(kk)
Die Auffahrt zum ehemaligen Haupteingang wurde komplett inklusive des Brunnens, Treppen und Mauerteile zurückgebaut. Das Gelände wurde eingeebnet, um es exakt zu vermessen. Der alte Medienkanal im zweiten Untergeschoss ist außer Betrieb. Er war die Hauptschlagader zwischen der Technikzentrale und dem Funktionsbau. Sämtliche Versorgungsleitungen des Krankenhauses wurden bereits umgeschlossen und verlaufen nun in dem neuen Kanal.
Anhand einer Tages- und Stundengenauen Terminschiene erfolgte der Umschloss von Trink-, Kühl-, Warmwasser, Dampf und Kondensat. 13 Leitungen mit einem Rohrdurchmesser bis zu 35 Zentimetern waren betroffen. Allein drei Stromtrassen wurden verlegt: die allgemeine Stromversorgung, der Notstrom und einer 20 Kilovoltleitung. Diese Leistung reicht aus, um ein Dorf mit 40 Häusern zu versorgen. Der neue Technikkanal ist 150 Meter lang.
In der nächsten Woche beginnen die Aushubarbeiten für die Baugrube. Insgesamt werden rund 35.000 Kubikmeter Erdreich abgetragen. Zwischen 100 und 120 LKW-Ladungen fahren den Aushub weg. In drei Wochen sollen diese Arbeiten abgeschlossen sein.
Ende Mai (KW 21) beginnen die Bohrungen für die Geothermie. Durch diese Anlage wird das neue Bettenhaus zukünftig temperiert, also geheizt und auch gekühlt. Die 43 Erdsonden für die Geothermie reichen bis in eine Tiefe von 150 Metern. Parallel dazu laufen weitere Bohrarbeiten. Eine Pfahlgründung soll die Last des Bettenhauses abtragen. 140 Großbohrpfähle werden 15 Meter tief in das Erdreich eingebracht.

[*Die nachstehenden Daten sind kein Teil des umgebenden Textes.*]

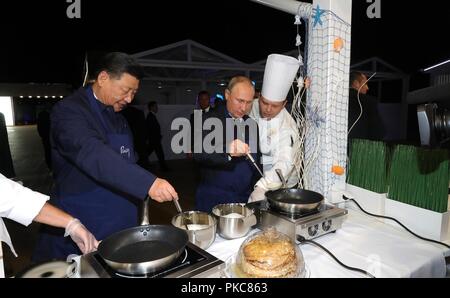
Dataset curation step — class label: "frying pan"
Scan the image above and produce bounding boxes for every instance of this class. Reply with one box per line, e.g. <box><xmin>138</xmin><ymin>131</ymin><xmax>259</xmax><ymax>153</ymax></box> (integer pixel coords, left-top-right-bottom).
<box><xmin>98</xmin><ymin>197</ymin><xmax>189</xmax><ymax>274</ymax></box>
<box><xmin>266</xmin><ymin>189</ymin><xmax>323</xmax><ymax>214</ymax></box>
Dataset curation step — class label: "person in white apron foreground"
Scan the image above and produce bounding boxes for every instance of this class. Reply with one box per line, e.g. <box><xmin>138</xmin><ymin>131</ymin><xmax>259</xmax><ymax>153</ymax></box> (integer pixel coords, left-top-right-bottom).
<box><xmin>249</xmin><ymin>54</ymin><xmax>300</xmax><ymax>202</ymax></box>
<box><xmin>0</xmin><ymin>174</ymin><xmax>98</xmax><ymax>277</ymax></box>
<box><xmin>33</xmin><ymin>52</ymin><xmax>178</xmax><ymax>262</ymax></box>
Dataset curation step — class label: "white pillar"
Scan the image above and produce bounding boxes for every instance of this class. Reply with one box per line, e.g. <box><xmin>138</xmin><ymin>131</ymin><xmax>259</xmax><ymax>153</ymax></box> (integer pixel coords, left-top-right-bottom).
<box><xmin>305</xmin><ymin>0</ymin><xmax>352</xmax><ymax>197</ymax></box>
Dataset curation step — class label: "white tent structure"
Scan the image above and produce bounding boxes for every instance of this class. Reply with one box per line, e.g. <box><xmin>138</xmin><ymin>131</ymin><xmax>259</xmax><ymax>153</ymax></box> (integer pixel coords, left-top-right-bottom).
<box><xmin>133</xmin><ymin>39</ymin><xmax>264</xmax><ymax>105</ymax></box>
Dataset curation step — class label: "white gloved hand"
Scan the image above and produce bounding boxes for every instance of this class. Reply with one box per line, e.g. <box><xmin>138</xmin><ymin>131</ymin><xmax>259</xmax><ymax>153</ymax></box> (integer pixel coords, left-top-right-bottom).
<box><xmin>248</xmin><ymin>186</ymin><xmax>266</xmax><ymax>203</ymax></box>
<box><xmin>64</xmin><ymin>218</ymin><xmax>98</xmax><ymax>254</ymax></box>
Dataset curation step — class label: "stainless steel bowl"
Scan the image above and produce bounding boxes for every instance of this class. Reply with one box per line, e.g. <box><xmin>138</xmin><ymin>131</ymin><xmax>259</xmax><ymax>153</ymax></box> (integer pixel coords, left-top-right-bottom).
<box><xmin>172</xmin><ymin>211</ymin><xmax>217</xmax><ymax>249</ymax></box>
<box><xmin>212</xmin><ymin>204</ymin><xmax>256</xmax><ymax>239</ymax></box>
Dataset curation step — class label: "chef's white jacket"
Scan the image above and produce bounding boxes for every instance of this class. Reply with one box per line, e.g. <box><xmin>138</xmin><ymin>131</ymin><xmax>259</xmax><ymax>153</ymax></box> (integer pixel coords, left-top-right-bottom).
<box><xmin>250</xmin><ymin>99</ymin><xmax>298</xmax><ymax>189</ymax></box>
<box><xmin>0</xmin><ymin>174</ymin><xmax>49</xmax><ymax>277</ymax></box>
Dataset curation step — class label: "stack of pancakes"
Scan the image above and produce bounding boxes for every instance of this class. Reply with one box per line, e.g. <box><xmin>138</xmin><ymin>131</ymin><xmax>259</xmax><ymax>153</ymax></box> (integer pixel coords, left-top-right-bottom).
<box><xmin>239</xmin><ymin>234</ymin><xmax>299</xmax><ymax>278</ymax></box>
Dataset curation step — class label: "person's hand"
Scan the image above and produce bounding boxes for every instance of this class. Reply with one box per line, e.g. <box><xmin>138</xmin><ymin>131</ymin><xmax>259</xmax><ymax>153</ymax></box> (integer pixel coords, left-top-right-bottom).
<box><xmin>248</xmin><ymin>186</ymin><xmax>266</xmax><ymax>203</ymax></box>
<box><xmin>148</xmin><ymin>178</ymin><xmax>178</xmax><ymax>203</ymax></box>
<box><xmin>64</xmin><ymin>218</ymin><xmax>98</xmax><ymax>254</ymax></box>
<box><xmin>228</xmin><ymin>140</ymin><xmax>250</xmax><ymax>157</ymax></box>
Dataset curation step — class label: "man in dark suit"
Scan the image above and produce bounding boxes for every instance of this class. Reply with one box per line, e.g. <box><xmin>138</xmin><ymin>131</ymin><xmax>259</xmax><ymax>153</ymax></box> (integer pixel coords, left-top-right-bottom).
<box><xmin>146</xmin><ymin>101</ymin><xmax>169</xmax><ymax>171</ymax></box>
<box><xmin>0</xmin><ymin>113</ymin><xmax>16</xmax><ymax>178</ymax></box>
<box><xmin>122</xmin><ymin>106</ymin><xmax>150</xmax><ymax>169</ymax></box>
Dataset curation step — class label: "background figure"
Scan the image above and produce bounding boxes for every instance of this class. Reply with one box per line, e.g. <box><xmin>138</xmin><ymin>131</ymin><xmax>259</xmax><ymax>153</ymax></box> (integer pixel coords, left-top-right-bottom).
<box><xmin>37</xmin><ymin>110</ymin><xmax>52</xmax><ymax>170</ymax></box>
<box><xmin>121</xmin><ymin>106</ymin><xmax>150</xmax><ymax>169</ymax></box>
<box><xmin>0</xmin><ymin>113</ymin><xmax>16</xmax><ymax>178</ymax></box>
<box><xmin>146</xmin><ymin>101</ymin><xmax>169</xmax><ymax>171</ymax></box>
<box><xmin>348</xmin><ymin>72</ymin><xmax>385</xmax><ymax>141</ymax></box>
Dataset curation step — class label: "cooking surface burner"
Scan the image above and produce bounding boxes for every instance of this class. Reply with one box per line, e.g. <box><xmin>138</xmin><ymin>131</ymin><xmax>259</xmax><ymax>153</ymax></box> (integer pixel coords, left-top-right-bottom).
<box><xmin>80</xmin><ymin>243</ymin><xmax>224</xmax><ymax>278</ymax></box>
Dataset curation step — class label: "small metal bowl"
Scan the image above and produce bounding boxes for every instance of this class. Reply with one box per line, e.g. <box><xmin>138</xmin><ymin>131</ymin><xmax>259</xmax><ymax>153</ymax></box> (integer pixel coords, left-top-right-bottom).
<box><xmin>212</xmin><ymin>204</ymin><xmax>256</xmax><ymax>239</ymax></box>
<box><xmin>172</xmin><ymin>211</ymin><xmax>217</xmax><ymax>249</ymax></box>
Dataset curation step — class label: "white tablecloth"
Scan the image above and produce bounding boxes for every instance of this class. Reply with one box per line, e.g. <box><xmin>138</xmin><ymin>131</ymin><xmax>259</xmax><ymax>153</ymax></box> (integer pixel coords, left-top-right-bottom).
<box><xmin>207</xmin><ymin>210</ymin><xmax>450</xmax><ymax>278</ymax></box>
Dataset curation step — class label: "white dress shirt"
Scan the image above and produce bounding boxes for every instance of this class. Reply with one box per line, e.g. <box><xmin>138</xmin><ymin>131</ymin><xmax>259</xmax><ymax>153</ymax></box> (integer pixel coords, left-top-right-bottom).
<box><xmin>250</xmin><ymin>100</ymin><xmax>298</xmax><ymax>189</ymax></box>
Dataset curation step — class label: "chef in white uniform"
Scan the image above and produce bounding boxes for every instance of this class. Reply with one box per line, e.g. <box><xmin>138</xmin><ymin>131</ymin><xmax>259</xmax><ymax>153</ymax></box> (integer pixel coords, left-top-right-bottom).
<box><xmin>0</xmin><ymin>174</ymin><xmax>98</xmax><ymax>277</ymax></box>
<box><xmin>249</xmin><ymin>54</ymin><xmax>300</xmax><ymax>202</ymax></box>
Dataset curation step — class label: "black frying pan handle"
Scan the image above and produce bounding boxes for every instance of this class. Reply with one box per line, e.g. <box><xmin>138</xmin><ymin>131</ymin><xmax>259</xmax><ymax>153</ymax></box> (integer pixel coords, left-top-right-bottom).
<box><xmin>141</xmin><ymin>196</ymin><xmax>150</xmax><ymax>226</ymax></box>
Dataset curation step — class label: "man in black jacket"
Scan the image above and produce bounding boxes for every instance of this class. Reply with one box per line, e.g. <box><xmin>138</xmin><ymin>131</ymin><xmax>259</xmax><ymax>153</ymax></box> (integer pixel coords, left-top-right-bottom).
<box><xmin>146</xmin><ymin>101</ymin><xmax>169</xmax><ymax>171</ymax></box>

Die Pfähle aus Beton mit einem Durchmesser von einem Meter werden bis zu 10 Meter tief in den Boden gegossen. Stahlkörbe erhöhen die statische Belastbarkeit. Durch Verbauarbeiten an der Südseite des Gebäudes wird ein Abrutschen vermieden. Eine Stützwand wird mittels Betonanker im Erdreich fixiert. In Kalenderwoche 28 wird die Bodenplatte fertig sein. Grundsteinlegung für das neue Bettenhaus ist am Mittwoch, 21. Juli 2010. Dr. Monika Stolz, Sozialministerin des Landes Baden-Württemberg, wird zu den Feierlichkeiten erwartet.
Die Grundfläche des Bettenhauses ist 45 Meter breit und 70 Meter lang. Ab dem Erdgeschoss wird es 20 Meter hoch sein. Die zwei Untergeschosse gehen acht Meter tief in den Boden. Auf der Südseite wird es auf der Höhe des Funktionsbaus abschließen. Die Entfernung zu den bisherigen Bauten beträgt rund zehn Meter.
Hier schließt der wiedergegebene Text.